Sono sicuro che, affascinati dai molti pensosi editoriali(sti) del Corriere della Sera, molti di voi stanno mettendo a buon frutto le vacanze. Il tema è chiarissimo: ‘come creare una nuova classe dirigente’. Lo svolgimento si preannuncia complicato assai, ma, niente paura, condivido con voi quello che so, anche grazie alla scienza politica e al metodo comparato. Escluso che la nuova classe dirigente possa provenire dai giornalisti, nonostante le posizioni di rilievo acquisite in politica da Toti, Mulé, Cangini e nel passato, fra gli altri, da Antonio Polito, Minzolini, Lilli Gruber, dovremmo guardare, esempio di comparazione intertemporale, all’Italia del 1945-48 e almeno alla Francia di quel periodo e successivamente.
Le biografie professionali e le esperienze personali dei componenti delle classi dirigenti sono figlie dei tempi, ma anche dei modi. Lo furono per i Costituenti italiani e per i compagnons de la Résistance di de Gaulle. Si temprarono nella ricostruzione, anche per imprenditori e sindacalisti, e nella Guerra Fredda. Furono selezionate in una situazione fortemente conflittuale.
Non basteranno, dunque, le esortazioni che, spesso, sembrano venire da chi è convinto di essere già classe dirigente. Sarà necessario guardare ai luoghi e ai nuovi tempi. Luogo principe di formazione di una relativamente piccola parte della classe dirigente è certamente la Banca d’Italia. Trasmissione di conoscenze, selezione in base al merito, senso civico, patriottismo e visione europea.
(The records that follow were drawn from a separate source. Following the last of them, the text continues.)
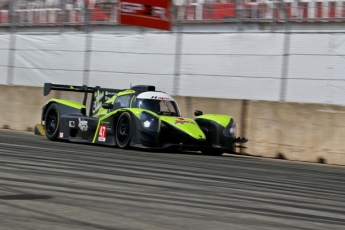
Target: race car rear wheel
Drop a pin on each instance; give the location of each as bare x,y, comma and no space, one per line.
52,121
123,130
212,152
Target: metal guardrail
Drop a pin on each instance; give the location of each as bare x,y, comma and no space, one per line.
197,11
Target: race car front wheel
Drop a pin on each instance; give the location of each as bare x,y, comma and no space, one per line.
123,130
52,121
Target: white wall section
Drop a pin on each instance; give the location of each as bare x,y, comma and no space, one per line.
219,65
4,57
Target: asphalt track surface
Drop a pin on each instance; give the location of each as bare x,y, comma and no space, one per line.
55,185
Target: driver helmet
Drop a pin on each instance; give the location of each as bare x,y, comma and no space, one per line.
149,104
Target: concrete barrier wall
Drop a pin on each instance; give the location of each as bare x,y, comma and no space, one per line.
294,131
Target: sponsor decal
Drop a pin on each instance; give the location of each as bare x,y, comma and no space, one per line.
102,134
147,13
83,125
182,121
71,124
160,98
98,100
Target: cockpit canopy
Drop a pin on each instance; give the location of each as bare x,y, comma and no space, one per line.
157,102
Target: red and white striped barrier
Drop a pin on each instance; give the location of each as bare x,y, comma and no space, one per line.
4,16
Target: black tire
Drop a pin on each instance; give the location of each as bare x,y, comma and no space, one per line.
212,152
52,122
123,130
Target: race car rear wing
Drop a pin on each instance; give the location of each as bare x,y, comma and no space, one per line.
49,86
99,95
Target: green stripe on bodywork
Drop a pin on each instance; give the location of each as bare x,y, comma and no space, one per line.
186,125
223,120
69,103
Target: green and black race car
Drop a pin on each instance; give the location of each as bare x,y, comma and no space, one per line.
136,117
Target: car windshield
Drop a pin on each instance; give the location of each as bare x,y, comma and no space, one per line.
161,107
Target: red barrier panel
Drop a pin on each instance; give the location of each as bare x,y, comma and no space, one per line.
4,16
224,10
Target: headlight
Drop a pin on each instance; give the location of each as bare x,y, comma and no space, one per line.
230,129
149,121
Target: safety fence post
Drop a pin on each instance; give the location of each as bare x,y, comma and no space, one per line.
178,52
12,48
88,47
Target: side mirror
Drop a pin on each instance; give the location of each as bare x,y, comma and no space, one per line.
198,113
117,105
107,106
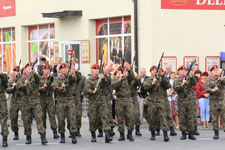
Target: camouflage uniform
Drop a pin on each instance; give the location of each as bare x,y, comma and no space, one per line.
156,104
186,105
217,105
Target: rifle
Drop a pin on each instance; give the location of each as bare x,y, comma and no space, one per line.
159,65
100,71
190,69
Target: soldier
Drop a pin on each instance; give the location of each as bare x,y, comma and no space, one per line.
3,109
30,83
186,102
97,103
46,96
215,87
16,102
124,102
157,87
63,87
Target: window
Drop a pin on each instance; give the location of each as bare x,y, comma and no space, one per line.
7,49
41,43
113,37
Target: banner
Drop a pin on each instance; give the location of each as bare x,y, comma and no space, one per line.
193,4
7,8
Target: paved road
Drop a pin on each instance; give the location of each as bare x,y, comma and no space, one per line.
203,142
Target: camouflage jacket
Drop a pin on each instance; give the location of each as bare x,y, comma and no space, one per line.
186,91
158,91
210,84
68,81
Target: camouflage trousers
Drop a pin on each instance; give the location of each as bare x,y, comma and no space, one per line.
186,113
47,105
137,120
16,106
217,108
32,103
124,112
98,112
3,115
157,113
65,108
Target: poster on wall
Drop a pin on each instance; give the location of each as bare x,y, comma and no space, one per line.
188,60
169,61
85,51
211,61
7,8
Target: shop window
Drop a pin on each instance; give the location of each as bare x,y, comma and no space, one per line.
7,49
113,36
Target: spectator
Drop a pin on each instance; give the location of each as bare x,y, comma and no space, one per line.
203,99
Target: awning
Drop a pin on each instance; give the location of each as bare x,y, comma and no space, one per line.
65,13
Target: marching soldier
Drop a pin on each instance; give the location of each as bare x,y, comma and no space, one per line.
46,96
124,102
63,87
30,82
3,109
215,87
97,103
186,104
157,87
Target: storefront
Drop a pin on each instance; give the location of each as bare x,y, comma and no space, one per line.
183,29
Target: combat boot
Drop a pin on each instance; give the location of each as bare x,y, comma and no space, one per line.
191,135
78,132
63,140
43,139
55,134
129,136
74,139
16,136
157,132
28,139
216,136
138,133
172,132
4,141
196,131
153,135
183,137
122,137
165,135
100,133
93,137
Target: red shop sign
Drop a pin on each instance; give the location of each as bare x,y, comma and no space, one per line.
193,4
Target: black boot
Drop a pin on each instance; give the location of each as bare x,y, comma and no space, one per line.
196,131
43,139
129,136
172,132
74,139
63,140
4,141
183,137
93,137
28,139
157,132
55,134
138,133
216,136
107,136
122,137
100,133
16,136
78,132
153,135
191,135
165,135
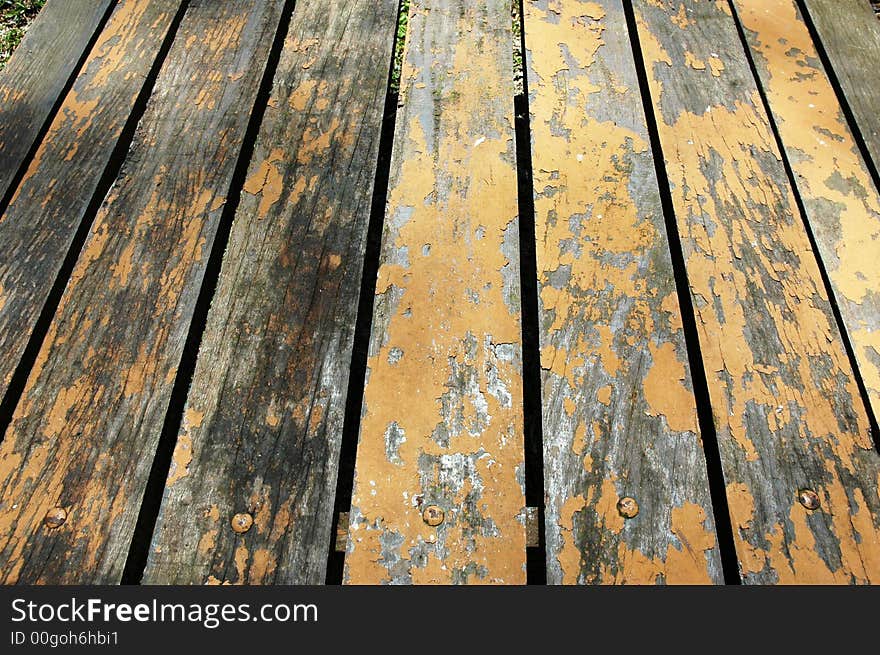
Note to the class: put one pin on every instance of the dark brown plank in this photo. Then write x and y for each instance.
(265, 410)
(850, 34)
(787, 412)
(619, 417)
(438, 494)
(37, 73)
(85, 432)
(39, 225)
(839, 196)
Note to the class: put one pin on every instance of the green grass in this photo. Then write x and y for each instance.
(399, 42)
(15, 17)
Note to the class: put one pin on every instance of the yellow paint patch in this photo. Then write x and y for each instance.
(665, 393)
(442, 423)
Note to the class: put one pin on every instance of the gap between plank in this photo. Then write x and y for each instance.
(789, 171)
(533, 427)
(152, 499)
(717, 488)
(364, 322)
(109, 175)
(53, 112)
(841, 96)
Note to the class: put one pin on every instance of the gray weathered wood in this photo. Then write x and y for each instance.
(85, 431)
(619, 413)
(850, 34)
(438, 494)
(36, 74)
(840, 199)
(264, 415)
(787, 411)
(39, 225)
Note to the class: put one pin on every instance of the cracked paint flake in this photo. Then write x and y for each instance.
(841, 201)
(779, 378)
(445, 360)
(619, 412)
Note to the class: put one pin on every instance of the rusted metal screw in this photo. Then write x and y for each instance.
(55, 518)
(809, 499)
(433, 515)
(628, 507)
(241, 523)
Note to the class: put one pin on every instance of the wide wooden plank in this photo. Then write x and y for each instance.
(438, 492)
(264, 416)
(839, 196)
(788, 415)
(620, 418)
(85, 431)
(37, 73)
(39, 225)
(850, 34)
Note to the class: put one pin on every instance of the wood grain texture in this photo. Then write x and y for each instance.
(85, 431)
(265, 410)
(850, 34)
(38, 226)
(37, 73)
(839, 196)
(787, 411)
(619, 415)
(442, 423)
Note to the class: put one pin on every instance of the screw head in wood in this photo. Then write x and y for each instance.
(241, 523)
(55, 518)
(433, 515)
(628, 507)
(809, 499)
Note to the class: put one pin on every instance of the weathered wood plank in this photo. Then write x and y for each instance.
(438, 492)
(839, 196)
(620, 417)
(265, 409)
(39, 225)
(37, 73)
(850, 34)
(787, 412)
(85, 432)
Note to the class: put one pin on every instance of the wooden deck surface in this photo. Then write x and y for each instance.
(622, 329)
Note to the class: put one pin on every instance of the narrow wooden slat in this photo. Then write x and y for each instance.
(840, 199)
(265, 410)
(439, 493)
(85, 432)
(619, 416)
(38, 227)
(850, 34)
(787, 411)
(37, 73)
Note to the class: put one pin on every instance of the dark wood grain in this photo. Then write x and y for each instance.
(619, 413)
(85, 431)
(442, 421)
(850, 34)
(787, 411)
(38, 72)
(264, 416)
(39, 225)
(840, 199)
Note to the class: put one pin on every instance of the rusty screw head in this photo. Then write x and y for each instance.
(433, 515)
(55, 518)
(808, 498)
(241, 523)
(628, 507)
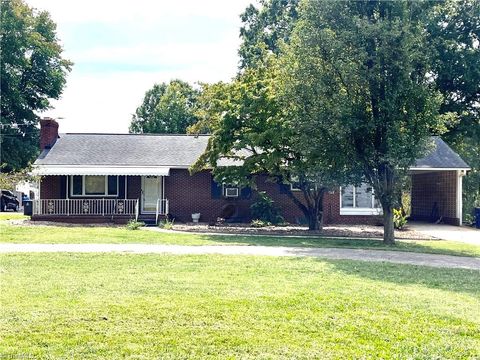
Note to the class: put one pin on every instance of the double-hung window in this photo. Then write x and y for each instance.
(359, 200)
(93, 185)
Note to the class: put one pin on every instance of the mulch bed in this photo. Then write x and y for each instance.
(356, 231)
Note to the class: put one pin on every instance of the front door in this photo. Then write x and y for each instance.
(151, 191)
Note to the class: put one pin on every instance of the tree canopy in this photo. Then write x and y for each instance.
(33, 71)
(166, 109)
(253, 123)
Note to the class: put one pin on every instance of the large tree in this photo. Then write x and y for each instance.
(454, 31)
(33, 71)
(251, 123)
(367, 66)
(166, 109)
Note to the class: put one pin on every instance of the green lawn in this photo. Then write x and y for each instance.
(12, 216)
(110, 306)
(118, 235)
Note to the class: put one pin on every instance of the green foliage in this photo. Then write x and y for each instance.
(134, 225)
(265, 210)
(9, 180)
(110, 306)
(363, 68)
(399, 219)
(166, 109)
(257, 223)
(454, 31)
(32, 72)
(166, 224)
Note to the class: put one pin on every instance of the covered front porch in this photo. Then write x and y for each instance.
(436, 195)
(101, 194)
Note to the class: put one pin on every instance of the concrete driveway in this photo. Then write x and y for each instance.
(448, 232)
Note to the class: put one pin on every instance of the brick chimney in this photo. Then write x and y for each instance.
(48, 132)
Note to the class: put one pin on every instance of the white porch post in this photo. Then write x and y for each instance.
(460, 175)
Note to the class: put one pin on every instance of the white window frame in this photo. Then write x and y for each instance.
(359, 211)
(292, 187)
(105, 194)
(225, 186)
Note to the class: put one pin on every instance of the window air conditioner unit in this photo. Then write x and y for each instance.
(231, 192)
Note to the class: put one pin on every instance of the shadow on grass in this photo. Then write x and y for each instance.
(419, 246)
(454, 280)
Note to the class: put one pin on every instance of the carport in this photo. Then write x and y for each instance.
(436, 194)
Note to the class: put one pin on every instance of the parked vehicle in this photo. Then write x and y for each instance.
(24, 198)
(8, 201)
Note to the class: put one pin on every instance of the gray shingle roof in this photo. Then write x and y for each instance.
(124, 150)
(441, 156)
(174, 151)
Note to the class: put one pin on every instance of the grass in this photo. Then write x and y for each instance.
(11, 215)
(110, 306)
(120, 235)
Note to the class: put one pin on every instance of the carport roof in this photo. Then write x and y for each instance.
(175, 151)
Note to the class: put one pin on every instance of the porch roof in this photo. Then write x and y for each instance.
(101, 170)
(440, 157)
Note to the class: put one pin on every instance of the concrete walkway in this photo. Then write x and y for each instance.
(448, 232)
(444, 261)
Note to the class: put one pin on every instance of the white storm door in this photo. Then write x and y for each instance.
(151, 191)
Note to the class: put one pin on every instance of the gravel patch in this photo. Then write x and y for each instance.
(399, 257)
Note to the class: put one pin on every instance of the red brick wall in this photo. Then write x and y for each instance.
(189, 194)
(52, 187)
(439, 187)
(48, 132)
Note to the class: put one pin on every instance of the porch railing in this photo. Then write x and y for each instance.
(85, 207)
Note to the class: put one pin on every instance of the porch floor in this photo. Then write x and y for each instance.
(448, 232)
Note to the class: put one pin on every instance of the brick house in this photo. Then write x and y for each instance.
(116, 177)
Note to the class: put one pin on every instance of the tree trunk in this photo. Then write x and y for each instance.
(388, 228)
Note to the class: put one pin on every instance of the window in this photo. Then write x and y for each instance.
(93, 185)
(358, 200)
(295, 184)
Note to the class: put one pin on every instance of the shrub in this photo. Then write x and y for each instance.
(264, 209)
(134, 225)
(166, 224)
(399, 219)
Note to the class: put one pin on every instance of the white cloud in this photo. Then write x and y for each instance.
(109, 79)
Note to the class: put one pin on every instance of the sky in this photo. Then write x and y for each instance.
(121, 48)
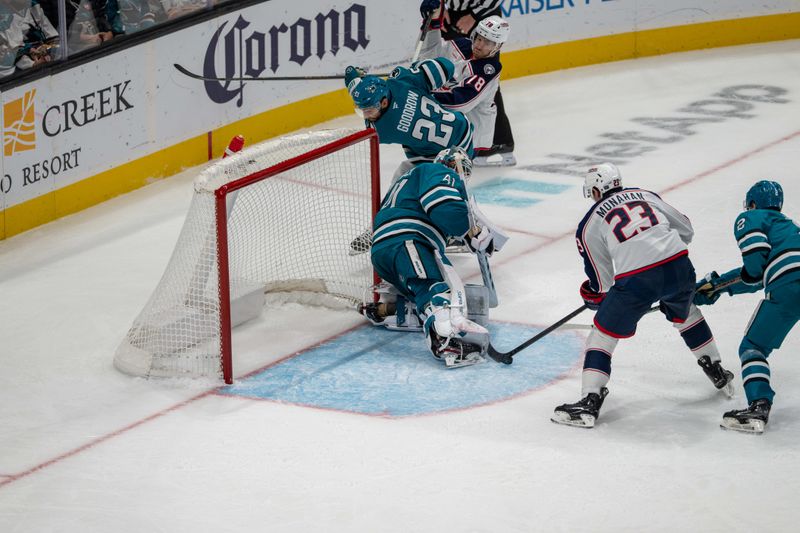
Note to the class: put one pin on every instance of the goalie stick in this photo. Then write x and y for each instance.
(488, 280)
(184, 70)
(508, 357)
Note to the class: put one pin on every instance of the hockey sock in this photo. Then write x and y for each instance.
(697, 335)
(755, 376)
(597, 362)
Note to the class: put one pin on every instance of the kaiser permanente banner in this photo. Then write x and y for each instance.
(107, 127)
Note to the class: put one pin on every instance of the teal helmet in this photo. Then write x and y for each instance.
(765, 195)
(368, 91)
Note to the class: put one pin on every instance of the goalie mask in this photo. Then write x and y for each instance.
(764, 195)
(604, 177)
(457, 159)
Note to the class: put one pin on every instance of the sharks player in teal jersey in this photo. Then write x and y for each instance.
(424, 208)
(770, 246)
(404, 111)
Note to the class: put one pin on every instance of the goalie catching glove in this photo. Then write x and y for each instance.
(480, 240)
(591, 298)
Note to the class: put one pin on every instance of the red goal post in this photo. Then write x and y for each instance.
(276, 217)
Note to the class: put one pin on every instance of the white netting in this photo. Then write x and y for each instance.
(288, 232)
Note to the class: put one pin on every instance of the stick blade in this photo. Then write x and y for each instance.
(500, 357)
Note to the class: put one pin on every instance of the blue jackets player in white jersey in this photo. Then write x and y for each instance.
(634, 249)
(770, 245)
(476, 80)
(403, 110)
(424, 208)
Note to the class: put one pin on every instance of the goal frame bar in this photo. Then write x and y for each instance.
(220, 207)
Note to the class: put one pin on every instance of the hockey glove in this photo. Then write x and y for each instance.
(351, 73)
(705, 289)
(480, 240)
(591, 298)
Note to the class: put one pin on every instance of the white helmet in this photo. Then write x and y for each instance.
(493, 29)
(604, 177)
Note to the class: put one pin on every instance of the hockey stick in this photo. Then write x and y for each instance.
(423, 31)
(508, 357)
(183, 70)
(724, 285)
(488, 280)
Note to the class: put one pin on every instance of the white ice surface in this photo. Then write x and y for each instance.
(86, 449)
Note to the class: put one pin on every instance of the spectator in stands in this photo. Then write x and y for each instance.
(179, 8)
(27, 38)
(87, 22)
(130, 16)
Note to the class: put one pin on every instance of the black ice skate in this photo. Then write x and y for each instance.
(455, 353)
(361, 244)
(582, 414)
(376, 312)
(721, 378)
(751, 420)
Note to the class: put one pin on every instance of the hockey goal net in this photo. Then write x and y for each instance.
(278, 216)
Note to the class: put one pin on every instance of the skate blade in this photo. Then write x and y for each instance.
(457, 249)
(727, 389)
(451, 362)
(753, 427)
(585, 421)
(394, 327)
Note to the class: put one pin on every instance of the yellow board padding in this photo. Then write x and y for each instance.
(308, 112)
(170, 161)
(282, 120)
(649, 43)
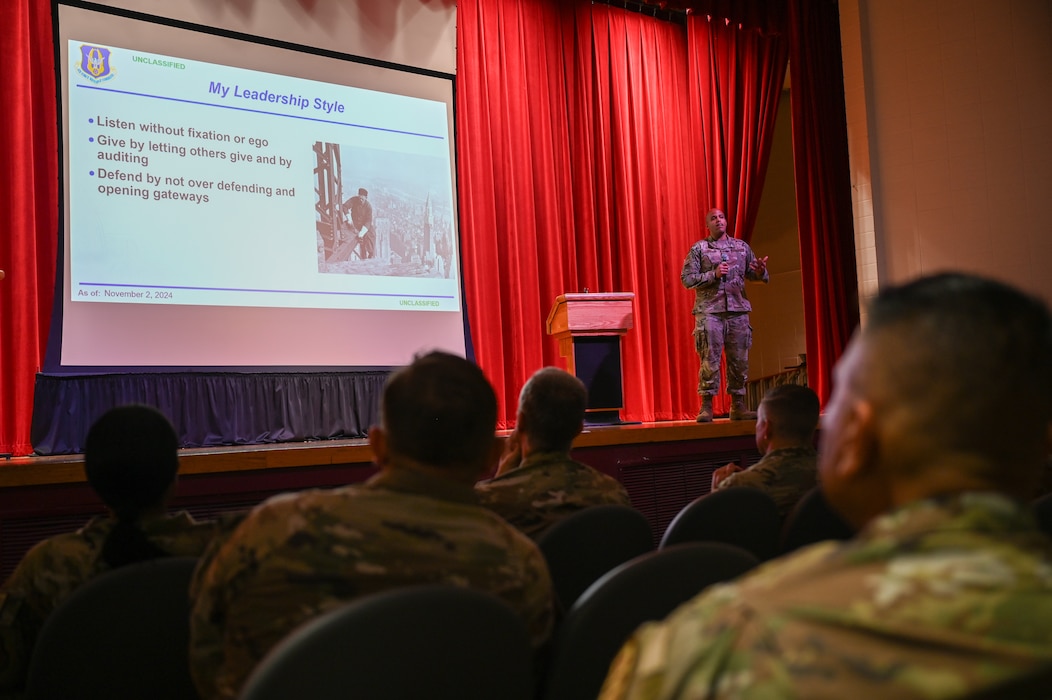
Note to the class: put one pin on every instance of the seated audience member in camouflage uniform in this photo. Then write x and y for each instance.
(538, 483)
(130, 459)
(297, 556)
(931, 442)
(786, 422)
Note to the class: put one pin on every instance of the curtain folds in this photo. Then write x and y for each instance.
(623, 102)
(590, 141)
(823, 186)
(28, 198)
(736, 77)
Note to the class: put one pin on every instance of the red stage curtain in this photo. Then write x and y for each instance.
(613, 204)
(644, 197)
(28, 198)
(514, 181)
(736, 78)
(823, 186)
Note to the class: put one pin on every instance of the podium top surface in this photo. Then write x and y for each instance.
(585, 313)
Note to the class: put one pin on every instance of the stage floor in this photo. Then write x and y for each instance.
(68, 468)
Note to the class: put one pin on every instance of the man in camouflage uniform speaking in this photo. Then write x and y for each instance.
(538, 482)
(716, 268)
(418, 521)
(947, 588)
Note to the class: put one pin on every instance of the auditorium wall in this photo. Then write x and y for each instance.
(951, 150)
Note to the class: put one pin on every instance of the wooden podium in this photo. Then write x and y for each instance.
(589, 327)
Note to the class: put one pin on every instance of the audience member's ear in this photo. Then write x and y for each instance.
(378, 441)
(857, 442)
(511, 453)
(493, 458)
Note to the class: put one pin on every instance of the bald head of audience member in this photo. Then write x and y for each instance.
(551, 411)
(948, 388)
(787, 417)
(438, 415)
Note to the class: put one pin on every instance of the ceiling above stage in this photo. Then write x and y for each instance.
(767, 15)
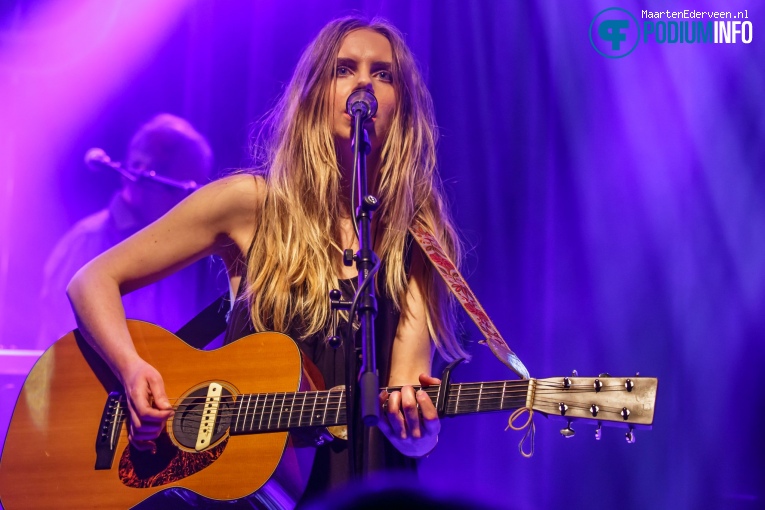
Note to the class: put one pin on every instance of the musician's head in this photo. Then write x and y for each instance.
(169, 146)
(308, 130)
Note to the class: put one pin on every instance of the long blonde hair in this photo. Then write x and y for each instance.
(292, 265)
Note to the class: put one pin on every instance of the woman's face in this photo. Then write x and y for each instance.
(365, 61)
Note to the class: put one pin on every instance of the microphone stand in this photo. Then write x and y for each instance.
(367, 383)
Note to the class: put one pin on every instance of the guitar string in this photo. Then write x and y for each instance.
(310, 397)
(466, 406)
(433, 390)
(465, 395)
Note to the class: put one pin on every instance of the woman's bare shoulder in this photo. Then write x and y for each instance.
(234, 203)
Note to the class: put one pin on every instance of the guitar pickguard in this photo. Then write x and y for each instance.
(168, 465)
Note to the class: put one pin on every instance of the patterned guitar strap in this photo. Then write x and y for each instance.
(494, 340)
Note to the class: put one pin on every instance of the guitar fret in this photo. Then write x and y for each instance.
(339, 405)
(271, 414)
(326, 406)
(247, 411)
(289, 414)
(263, 413)
(254, 412)
(281, 410)
(238, 412)
(302, 408)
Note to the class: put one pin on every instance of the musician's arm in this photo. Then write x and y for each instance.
(413, 432)
(218, 218)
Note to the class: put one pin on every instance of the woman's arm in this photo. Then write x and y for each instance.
(413, 431)
(217, 219)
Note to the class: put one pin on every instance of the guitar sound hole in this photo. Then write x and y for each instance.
(189, 413)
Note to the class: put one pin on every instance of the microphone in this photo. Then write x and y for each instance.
(97, 159)
(361, 102)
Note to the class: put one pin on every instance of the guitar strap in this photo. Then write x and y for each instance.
(494, 340)
(467, 299)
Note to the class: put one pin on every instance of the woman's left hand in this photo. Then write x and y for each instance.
(410, 420)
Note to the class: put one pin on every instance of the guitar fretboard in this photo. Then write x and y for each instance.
(263, 412)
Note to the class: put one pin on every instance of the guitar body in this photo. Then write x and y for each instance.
(49, 456)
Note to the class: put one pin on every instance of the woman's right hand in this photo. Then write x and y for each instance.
(148, 404)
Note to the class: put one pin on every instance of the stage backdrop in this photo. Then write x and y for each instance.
(613, 208)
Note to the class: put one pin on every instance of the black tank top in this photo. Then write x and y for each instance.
(330, 467)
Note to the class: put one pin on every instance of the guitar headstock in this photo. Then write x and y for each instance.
(603, 400)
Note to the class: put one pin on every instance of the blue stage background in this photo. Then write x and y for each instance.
(614, 209)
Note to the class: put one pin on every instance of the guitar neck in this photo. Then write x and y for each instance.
(271, 412)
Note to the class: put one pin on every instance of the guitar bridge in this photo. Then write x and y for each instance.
(109, 430)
Naturalmente, tutto questo serve, ma non basta e non è imitabile. Il resto dobbiamo cercarlo guardando a quello che non è, a cominciare dai partiti.
Da tempo, la classe dirigente non viene più dalle organizzazioni partitiche, non a causa di un destino cinico e baro, ma perché nessuno ha ricostruito le culture politiche inabissatesi intorno al 1989, e perché le scuole di partito non hanno la minima idea di quello che dovrebbero insegnare diventando meste passerelle di dirigenti esibizionisti. Inoltre, nelle elezioni prevale la pratica della cooptazione, notoriamente mai orientata alla selezione dei migliori che, quando tali effettivamente sono, fanno ombra e vogliono esercitare autonomia.
L’assenza di competizione è dominante all’interno dei sindacati, ma più in generale riguarda l’intero sistema sociale e culturale. Respingere qualsiasi modalità di valutazione dell’operato, a cominciare dalla scuola, università compresa, deprime i migliori e non fa affatto crescere gli ultimi. Non basta non ‘lasciare indietro nessuno’. Bisogna premiare chi sa andare avanti ispirando e trainando, anche con la forza dell’esempio, molti altri.
Oggi il luogo principe della competizione e dell’emulazione è l’Unione Europea. La nuova classe dirigente sarà quella preparatasi in scambi di vario titolo e durata con gli altri Stati-membri, in programmi come l’Erasmus, in tirocini internazionali, in gruppi di ricerca multinazionali. Conoscere la storia, anche della scienza, e le lingue è la premessa di qualsiasi attività a livello europeo, di qualsiasi crescita culturale, di qualsiasi spirito di corpo. Non saranno i 200 miliardi e più di euro che vengono da Bruxelles a fare uscire in Italia una nuova classe dirigente come Minerva dalla testa di Giove, ma l’opportunità è grande nonché irripetibile. Su quel terreno di investimenti e di riforme si possono misurare le competenze, le si possono premiare e possono nascere comunità di intenti e di valori che fanno una classe dirigente. Hic Bruxelles hic salta.